Long-term organ banking could increase donor organ utilization, improve donor/recipient matching, enable immune tolerance protocols (reducing the need for immunosuppression drugs), and improve procedure preparation and scheduling. Importantly, while demonstrated in the kidney, this approach may one day be applied across transplant organs and also enable long-term storage of organs and tissue for biomedical and pharmacological research.
The researchers have shown that all aspects of this approach can be scaled to larger organs and will next look to demonstrate the process using pig kidneys. While it will take several years before a cryopreserved organ will be transplanted into humans, the team is confident that it could successfully be done in the future.
The research was primarily funded by the National Institutes of Health with additional support from the National Science Foundation and the Biostasis Research Institute which was funded in part through contributions from LifeGift, Nevada Donor Network, Lifesource, Donor Network West, and Lifebanc.
About the research team
In addition to Bischof, Han, Rao, Finger, and Etheridge, the University of Minnesota research team included Lakshya Gangwar (mechanical engineering), Bat-Erdene Namsrai (surgery), Jacqueline L. Pasek-Allen (mechanical engineering and biomedical engineering), Susan M. Wolf (Consortium on Law and Values in Health, Environment & the Life Sciences), and Timothy L. Pruett (surgery).
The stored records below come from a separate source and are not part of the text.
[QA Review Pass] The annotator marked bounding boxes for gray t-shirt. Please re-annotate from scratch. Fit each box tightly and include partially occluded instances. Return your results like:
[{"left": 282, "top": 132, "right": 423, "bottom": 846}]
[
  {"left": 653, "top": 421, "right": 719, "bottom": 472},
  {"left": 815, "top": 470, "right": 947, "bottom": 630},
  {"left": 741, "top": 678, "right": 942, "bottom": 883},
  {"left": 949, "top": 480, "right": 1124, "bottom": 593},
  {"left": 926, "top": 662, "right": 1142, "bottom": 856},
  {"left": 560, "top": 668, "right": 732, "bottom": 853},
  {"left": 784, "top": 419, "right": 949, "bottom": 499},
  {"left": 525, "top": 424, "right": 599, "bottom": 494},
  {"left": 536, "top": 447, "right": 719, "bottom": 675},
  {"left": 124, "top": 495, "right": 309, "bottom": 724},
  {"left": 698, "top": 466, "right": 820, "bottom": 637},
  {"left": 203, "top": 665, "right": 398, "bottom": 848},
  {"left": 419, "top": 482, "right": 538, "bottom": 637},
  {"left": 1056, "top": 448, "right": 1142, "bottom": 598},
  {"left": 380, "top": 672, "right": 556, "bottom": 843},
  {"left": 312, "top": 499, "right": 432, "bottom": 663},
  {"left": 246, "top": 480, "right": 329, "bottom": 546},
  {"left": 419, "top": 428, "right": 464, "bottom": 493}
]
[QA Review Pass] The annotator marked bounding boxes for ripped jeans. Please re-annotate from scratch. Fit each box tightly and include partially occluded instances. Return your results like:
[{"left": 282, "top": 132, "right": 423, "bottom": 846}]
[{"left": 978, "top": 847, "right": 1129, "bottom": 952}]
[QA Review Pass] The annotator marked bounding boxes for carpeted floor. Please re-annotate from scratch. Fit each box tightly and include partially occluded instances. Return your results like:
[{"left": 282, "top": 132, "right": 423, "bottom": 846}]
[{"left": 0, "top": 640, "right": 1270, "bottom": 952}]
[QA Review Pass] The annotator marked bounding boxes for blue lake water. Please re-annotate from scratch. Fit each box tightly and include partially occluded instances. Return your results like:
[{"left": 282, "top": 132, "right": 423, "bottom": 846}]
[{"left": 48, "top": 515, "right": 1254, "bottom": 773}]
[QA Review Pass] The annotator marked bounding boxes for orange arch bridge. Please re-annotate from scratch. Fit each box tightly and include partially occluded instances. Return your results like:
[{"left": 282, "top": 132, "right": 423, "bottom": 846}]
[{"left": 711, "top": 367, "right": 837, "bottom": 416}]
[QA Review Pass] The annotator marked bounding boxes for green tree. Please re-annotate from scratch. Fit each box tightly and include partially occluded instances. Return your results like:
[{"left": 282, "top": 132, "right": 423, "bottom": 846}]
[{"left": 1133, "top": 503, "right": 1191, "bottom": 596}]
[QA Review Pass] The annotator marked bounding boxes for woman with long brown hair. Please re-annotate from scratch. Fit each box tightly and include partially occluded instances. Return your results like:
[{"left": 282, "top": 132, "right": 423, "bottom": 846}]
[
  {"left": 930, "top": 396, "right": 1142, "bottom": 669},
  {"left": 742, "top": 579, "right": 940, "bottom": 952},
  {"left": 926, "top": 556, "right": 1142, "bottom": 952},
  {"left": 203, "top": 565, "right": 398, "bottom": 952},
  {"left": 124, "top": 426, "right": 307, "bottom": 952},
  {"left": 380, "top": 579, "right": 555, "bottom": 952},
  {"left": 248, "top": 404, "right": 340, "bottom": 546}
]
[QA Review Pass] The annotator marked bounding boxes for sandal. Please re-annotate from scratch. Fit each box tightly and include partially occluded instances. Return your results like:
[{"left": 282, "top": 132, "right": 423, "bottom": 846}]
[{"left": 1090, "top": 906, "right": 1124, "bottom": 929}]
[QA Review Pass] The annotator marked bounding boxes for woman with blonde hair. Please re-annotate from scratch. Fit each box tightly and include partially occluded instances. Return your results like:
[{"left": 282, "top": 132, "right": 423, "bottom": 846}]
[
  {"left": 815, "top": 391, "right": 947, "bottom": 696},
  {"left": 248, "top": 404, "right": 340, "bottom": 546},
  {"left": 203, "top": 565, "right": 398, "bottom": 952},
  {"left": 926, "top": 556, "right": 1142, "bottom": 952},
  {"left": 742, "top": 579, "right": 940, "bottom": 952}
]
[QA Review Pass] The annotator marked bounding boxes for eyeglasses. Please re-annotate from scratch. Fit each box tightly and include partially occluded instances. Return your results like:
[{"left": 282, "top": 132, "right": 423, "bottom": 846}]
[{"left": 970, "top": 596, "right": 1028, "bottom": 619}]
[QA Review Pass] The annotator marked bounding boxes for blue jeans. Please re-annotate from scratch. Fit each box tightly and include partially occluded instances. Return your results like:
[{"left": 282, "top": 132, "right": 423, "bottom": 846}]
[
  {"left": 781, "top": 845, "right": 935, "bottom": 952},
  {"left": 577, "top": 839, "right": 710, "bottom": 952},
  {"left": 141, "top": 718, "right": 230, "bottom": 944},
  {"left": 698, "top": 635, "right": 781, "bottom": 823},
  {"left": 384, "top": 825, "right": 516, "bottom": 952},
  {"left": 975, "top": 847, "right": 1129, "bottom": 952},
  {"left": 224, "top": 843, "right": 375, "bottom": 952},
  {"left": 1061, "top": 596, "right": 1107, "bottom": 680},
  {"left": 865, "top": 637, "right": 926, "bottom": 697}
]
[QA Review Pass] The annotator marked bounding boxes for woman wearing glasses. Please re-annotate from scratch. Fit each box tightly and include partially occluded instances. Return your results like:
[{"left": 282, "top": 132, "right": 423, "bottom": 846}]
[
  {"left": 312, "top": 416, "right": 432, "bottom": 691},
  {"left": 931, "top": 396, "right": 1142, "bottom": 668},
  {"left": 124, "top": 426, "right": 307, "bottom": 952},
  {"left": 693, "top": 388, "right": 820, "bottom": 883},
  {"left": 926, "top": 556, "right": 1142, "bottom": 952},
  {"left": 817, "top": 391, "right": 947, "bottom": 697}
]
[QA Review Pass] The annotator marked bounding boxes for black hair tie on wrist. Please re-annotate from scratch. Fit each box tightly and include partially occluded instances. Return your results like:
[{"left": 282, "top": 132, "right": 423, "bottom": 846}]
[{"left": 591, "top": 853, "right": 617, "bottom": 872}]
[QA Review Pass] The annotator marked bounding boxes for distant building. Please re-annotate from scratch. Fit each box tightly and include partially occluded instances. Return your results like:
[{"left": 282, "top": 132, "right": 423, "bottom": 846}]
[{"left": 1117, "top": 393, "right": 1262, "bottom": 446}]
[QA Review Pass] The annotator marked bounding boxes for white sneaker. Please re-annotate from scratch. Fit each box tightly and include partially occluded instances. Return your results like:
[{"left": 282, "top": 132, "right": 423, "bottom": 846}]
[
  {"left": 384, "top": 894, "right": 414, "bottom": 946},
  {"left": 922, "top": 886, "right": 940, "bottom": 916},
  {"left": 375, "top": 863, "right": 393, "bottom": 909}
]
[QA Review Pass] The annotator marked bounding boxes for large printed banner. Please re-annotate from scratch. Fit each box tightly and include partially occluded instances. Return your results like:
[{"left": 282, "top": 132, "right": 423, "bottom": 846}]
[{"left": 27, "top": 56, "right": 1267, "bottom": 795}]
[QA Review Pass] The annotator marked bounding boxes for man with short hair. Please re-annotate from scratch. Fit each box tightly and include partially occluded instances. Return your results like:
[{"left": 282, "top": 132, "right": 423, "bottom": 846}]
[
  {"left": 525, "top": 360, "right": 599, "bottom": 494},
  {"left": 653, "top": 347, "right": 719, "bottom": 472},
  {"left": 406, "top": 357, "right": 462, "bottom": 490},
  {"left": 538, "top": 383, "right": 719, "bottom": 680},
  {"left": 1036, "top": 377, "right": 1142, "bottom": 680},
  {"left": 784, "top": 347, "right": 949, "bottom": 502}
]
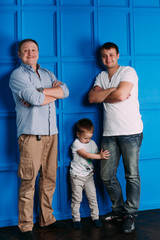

This research is part of a larger effort involving cryopreservation methods led by the University of Minnesota Twin Cities. In 2020, the University of Minnesota and Massachusetts General Hospital were awarded $26 million over five years from the National Science Foundation to create the Engineering Research Center (ERC) for Advanced Technologies for the Preservation of Biological Systems (ATP-Bio). ATP-Bio aims to achieve major bioengineering breakthroughs by developing and deploying the technology to stop biological time and biopreserve or cryopreserve numerous biological systems. ATP-Bio includes 30 senior personnel and more than 80 trainees from seven institutions across the U.S. and Canada.